Surement, chaque échantillon de plastique que nous avons collecté était recouvert d’algues et avait des quantités substantielles de DMS associées. Nous avons trouvé des niveaux de DMS supérieurs aux concentrations de fond normales dans l’environnement, et bien au-dessus des niveaux que les oiseaux de mer à nez tubulaire peuvent détecter et utiliser pour trouver de la nourriture. Ces résultats fournissent la première preuve que, en plus de ressembler à de la nourriture, les débris plastiques peuvent également confondre les oiseaux de mer qui chassent à l’odeur.

Quand les déchets deviennent des appâts

Nos résultats ont des implications importantes. Tout d’abord, ils suggèrent que les débris de plastique peuvent être une menace plus insidieuse pour la vie marine que nous le pensions auparavant. Si le plastique a l’apparence et l’odeur de la nourriture, il est plus susceptible d’être confondu avec une proie que s’il ne fait que ressembler à de la nourriture.

Deuxièmement, nous avons découvert, grâce à l’analyse des données, que les petits oiseaux marins qui nichent dans des terriers et qui sont secrets, comme les prions, les pétrels tempêtes et les puffins, sont plus susceptibles de confondre le plastique avec de la nourriture que leurs parents plus charismatiques qui nichent en surface, comme les albatros. Cette différence est importante car les populations d’oiseaux marins nichant dans des terriers, difficiles à observer, sont plus difficiles à compter que les espèces nichant en surface, de sorte qu’elles ne sont souvent pas surveillées d’aussi près. Par conséquent, nous recommandons une surveillance accrue de ces espèces moins charismatiques qui peuvent être plus à risque d’ingestion de plastique.
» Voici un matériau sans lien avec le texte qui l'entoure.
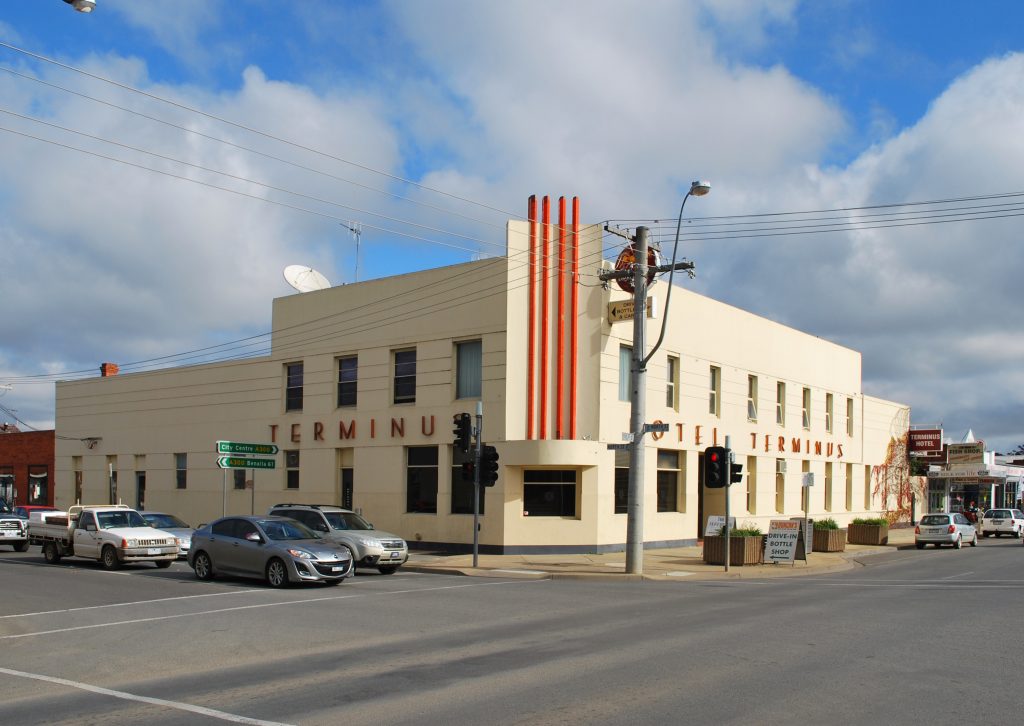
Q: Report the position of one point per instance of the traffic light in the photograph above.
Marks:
(488, 466)
(463, 431)
(716, 467)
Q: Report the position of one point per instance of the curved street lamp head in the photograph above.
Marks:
(699, 188)
(82, 5)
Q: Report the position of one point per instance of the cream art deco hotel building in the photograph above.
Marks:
(363, 380)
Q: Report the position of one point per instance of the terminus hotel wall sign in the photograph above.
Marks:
(697, 435)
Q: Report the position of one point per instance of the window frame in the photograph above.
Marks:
(294, 383)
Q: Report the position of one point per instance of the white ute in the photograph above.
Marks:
(111, 534)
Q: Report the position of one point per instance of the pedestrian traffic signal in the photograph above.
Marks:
(716, 467)
(488, 466)
(463, 431)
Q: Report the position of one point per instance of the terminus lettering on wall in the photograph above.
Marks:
(770, 442)
(349, 431)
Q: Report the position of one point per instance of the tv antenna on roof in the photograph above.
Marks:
(304, 279)
(356, 230)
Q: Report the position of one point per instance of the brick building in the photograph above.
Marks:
(26, 466)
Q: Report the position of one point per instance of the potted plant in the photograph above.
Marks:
(868, 530)
(744, 547)
(827, 536)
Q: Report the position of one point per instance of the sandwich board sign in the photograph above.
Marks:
(781, 543)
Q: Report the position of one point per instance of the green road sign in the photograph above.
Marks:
(246, 463)
(259, 450)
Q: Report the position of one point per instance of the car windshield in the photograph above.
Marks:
(346, 520)
(163, 521)
(285, 529)
(109, 520)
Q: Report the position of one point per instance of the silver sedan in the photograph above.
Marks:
(278, 550)
(945, 528)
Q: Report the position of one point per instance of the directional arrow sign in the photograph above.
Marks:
(259, 450)
(246, 463)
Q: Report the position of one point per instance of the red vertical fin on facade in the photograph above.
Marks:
(560, 334)
(531, 324)
(574, 329)
(543, 383)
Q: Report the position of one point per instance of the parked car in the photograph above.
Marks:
(370, 547)
(945, 528)
(168, 522)
(1003, 521)
(275, 549)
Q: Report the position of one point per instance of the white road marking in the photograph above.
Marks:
(126, 604)
(143, 698)
(262, 605)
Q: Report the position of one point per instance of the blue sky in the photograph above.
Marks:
(785, 105)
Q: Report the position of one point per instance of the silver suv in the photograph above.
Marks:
(370, 548)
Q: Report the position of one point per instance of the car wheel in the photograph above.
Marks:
(276, 573)
(351, 554)
(110, 558)
(50, 553)
(203, 566)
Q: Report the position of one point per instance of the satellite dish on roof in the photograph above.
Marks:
(305, 280)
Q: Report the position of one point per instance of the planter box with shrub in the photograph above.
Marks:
(868, 531)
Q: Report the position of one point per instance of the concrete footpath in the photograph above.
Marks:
(672, 564)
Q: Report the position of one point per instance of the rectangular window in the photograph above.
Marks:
(469, 369)
(348, 376)
(404, 380)
(715, 391)
(622, 481)
(292, 468)
(293, 387)
(751, 470)
(181, 470)
(828, 486)
(421, 479)
(39, 483)
(668, 480)
(780, 485)
(625, 366)
(462, 489)
(805, 492)
(672, 383)
(549, 493)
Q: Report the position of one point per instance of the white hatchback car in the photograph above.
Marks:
(945, 528)
(1003, 521)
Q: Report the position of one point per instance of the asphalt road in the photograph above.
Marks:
(912, 637)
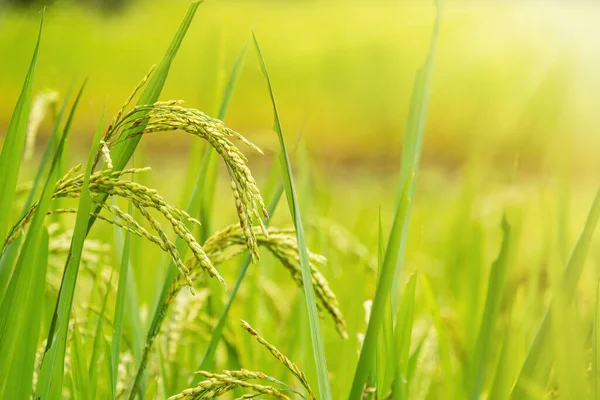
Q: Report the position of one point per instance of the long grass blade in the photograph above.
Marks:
(123, 149)
(14, 142)
(384, 286)
(404, 324)
(392, 267)
(595, 375)
(194, 208)
(413, 141)
(290, 191)
(481, 361)
(52, 370)
(21, 372)
(13, 316)
(120, 308)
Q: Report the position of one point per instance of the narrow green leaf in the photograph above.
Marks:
(481, 358)
(120, 308)
(290, 191)
(413, 141)
(14, 142)
(53, 139)
(98, 345)
(539, 361)
(442, 340)
(596, 348)
(52, 370)
(78, 369)
(384, 286)
(194, 208)
(123, 150)
(217, 333)
(389, 280)
(21, 372)
(403, 331)
(14, 318)
(108, 359)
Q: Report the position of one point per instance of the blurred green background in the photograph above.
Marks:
(515, 82)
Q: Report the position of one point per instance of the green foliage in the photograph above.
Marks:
(464, 304)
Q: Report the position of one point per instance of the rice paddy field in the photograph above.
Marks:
(300, 200)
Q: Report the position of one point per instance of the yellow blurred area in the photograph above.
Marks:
(513, 82)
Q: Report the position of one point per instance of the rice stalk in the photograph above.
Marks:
(169, 116)
(294, 369)
(143, 198)
(218, 384)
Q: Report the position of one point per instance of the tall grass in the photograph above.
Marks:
(109, 289)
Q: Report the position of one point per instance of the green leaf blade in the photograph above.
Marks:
(14, 143)
(290, 191)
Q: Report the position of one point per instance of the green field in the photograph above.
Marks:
(429, 173)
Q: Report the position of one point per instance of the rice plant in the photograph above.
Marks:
(109, 288)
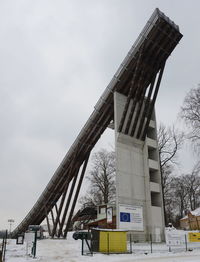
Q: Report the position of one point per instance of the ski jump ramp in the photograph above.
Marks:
(138, 79)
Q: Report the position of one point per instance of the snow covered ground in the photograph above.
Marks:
(50, 250)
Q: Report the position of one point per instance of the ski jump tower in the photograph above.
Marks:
(128, 102)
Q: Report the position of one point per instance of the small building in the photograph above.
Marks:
(109, 240)
(191, 221)
(83, 217)
(106, 217)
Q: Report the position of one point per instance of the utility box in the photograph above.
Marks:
(109, 241)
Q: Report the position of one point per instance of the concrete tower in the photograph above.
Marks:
(139, 190)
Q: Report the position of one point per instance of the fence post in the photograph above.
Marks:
(108, 244)
(151, 243)
(131, 244)
(185, 242)
(4, 246)
(82, 246)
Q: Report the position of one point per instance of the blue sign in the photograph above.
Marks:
(125, 217)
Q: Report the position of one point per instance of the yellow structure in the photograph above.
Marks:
(191, 221)
(194, 237)
(113, 241)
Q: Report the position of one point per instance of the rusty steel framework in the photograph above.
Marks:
(138, 77)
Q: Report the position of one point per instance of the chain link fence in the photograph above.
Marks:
(109, 243)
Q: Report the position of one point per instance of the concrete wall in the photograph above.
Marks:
(138, 175)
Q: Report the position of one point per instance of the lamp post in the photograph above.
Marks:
(10, 220)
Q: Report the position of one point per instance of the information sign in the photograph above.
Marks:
(131, 217)
(194, 237)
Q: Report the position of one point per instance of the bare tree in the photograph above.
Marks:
(192, 184)
(190, 113)
(102, 187)
(170, 142)
(180, 195)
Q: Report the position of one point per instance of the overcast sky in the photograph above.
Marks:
(56, 59)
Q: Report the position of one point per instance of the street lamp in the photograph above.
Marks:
(10, 220)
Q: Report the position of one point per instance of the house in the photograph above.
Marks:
(191, 221)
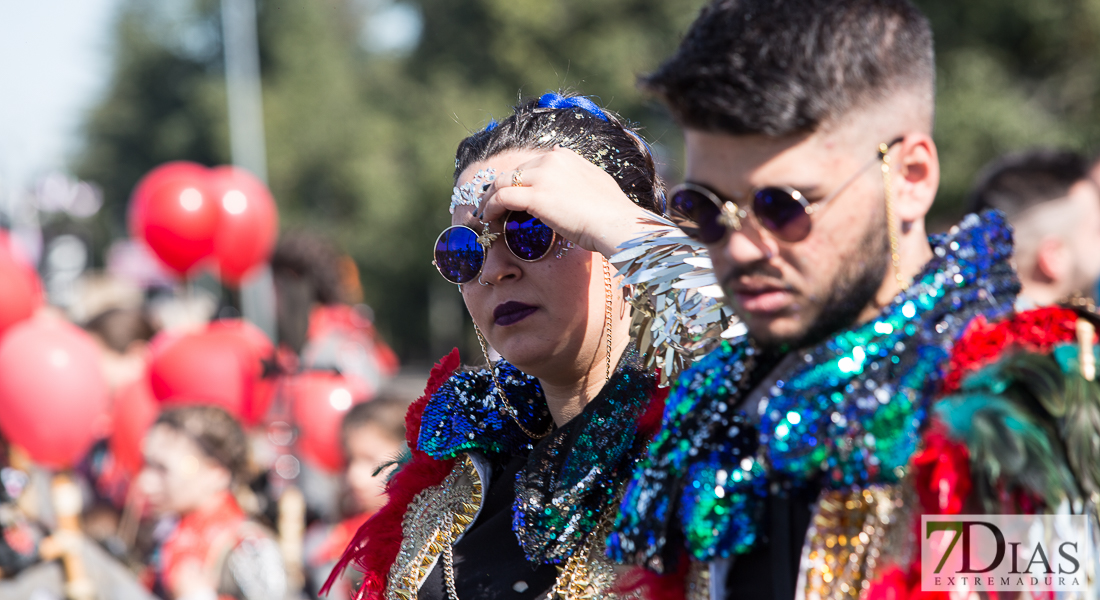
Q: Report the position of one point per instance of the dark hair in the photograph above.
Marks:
(386, 411)
(778, 67)
(1013, 183)
(215, 432)
(120, 327)
(575, 122)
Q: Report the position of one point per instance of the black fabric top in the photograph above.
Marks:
(488, 563)
(770, 570)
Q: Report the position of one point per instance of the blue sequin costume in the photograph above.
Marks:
(849, 414)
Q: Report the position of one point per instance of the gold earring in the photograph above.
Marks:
(892, 226)
(499, 391)
(607, 314)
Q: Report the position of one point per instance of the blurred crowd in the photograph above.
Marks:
(196, 459)
(221, 465)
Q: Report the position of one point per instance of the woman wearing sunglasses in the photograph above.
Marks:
(515, 470)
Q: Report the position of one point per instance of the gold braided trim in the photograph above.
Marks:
(435, 520)
(855, 534)
(589, 575)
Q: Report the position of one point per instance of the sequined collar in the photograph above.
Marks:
(572, 477)
(849, 413)
(465, 414)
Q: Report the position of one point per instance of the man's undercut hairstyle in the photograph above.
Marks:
(1018, 182)
(780, 67)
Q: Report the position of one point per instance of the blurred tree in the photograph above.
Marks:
(362, 126)
(365, 100)
(1011, 74)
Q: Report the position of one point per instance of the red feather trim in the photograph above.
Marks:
(651, 586)
(983, 342)
(384, 530)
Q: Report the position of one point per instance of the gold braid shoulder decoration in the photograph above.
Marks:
(589, 575)
(433, 521)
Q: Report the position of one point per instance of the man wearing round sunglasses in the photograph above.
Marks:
(794, 461)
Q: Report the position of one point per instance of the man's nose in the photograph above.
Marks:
(747, 246)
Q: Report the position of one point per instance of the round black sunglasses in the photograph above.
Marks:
(704, 215)
(460, 251)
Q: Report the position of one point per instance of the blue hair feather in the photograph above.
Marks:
(557, 100)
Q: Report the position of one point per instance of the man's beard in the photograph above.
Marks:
(856, 286)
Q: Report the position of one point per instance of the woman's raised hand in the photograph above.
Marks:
(576, 198)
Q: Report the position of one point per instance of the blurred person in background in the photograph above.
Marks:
(515, 468)
(40, 564)
(123, 335)
(194, 458)
(1054, 207)
(373, 435)
(323, 326)
(320, 314)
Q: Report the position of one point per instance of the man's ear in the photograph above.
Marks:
(1052, 260)
(914, 175)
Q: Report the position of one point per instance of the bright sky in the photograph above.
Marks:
(54, 64)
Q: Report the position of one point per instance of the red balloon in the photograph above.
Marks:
(249, 222)
(256, 348)
(173, 211)
(21, 292)
(221, 366)
(320, 400)
(133, 412)
(199, 368)
(53, 394)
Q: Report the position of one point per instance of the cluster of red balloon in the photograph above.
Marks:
(320, 400)
(222, 364)
(186, 214)
(53, 395)
(54, 400)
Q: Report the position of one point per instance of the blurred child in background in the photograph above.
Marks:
(194, 457)
(373, 435)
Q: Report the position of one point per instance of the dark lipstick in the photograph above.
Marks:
(512, 312)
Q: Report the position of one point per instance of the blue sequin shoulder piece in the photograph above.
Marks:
(465, 414)
(849, 412)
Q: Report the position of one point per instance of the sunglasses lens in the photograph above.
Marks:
(528, 238)
(696, 215)
(458, 254)
(781, 214)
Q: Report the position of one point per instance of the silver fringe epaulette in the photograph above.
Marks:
(679, 315)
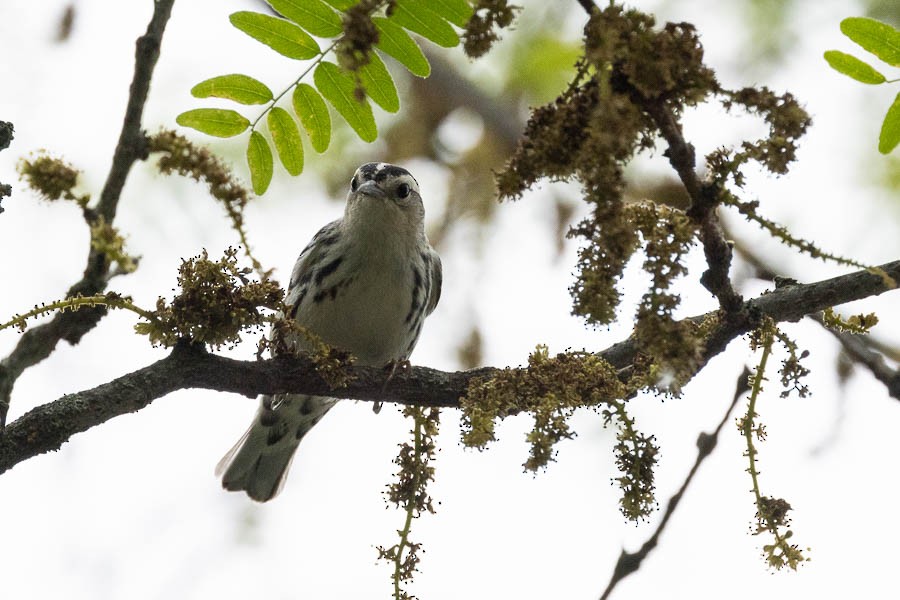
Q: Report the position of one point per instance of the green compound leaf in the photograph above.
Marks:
(457, 12)
(876, 37)
(342, 5)
(287, 140)
(219, 122)
(394, 41)
(281, 36)
(379, 84)
(418, 16)
(313, 114)
(259, 158)
(853, 67)
(240, 88)
(890, 129)
(312, 15)
(339, 88)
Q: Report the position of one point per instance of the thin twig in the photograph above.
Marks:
(629, 562)
(860, 349)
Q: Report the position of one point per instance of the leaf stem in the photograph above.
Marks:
(306, 71)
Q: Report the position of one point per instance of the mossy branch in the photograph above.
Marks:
(771, 513)
(107, 300)
(48, 426)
Enfin, nos résultats permettent de mieux comprendre pourquoi certains organismes marins sont inexorablement piégés en prenant le plastique pour de la nourriture. Les modèles que nous avons trouvés chez les oiseaux devraient également être étudiés dans d’autres groupes d’espèces, comme les poissons ou les tortues de mer. Réduire la pollution plastique marine est un défi à long terme et à grande échelle, mais comprendre pourquoi certaines espèces continuent à prendre le plastique pour de la nourriture est la première étape pour trouver des moyens de les protéger.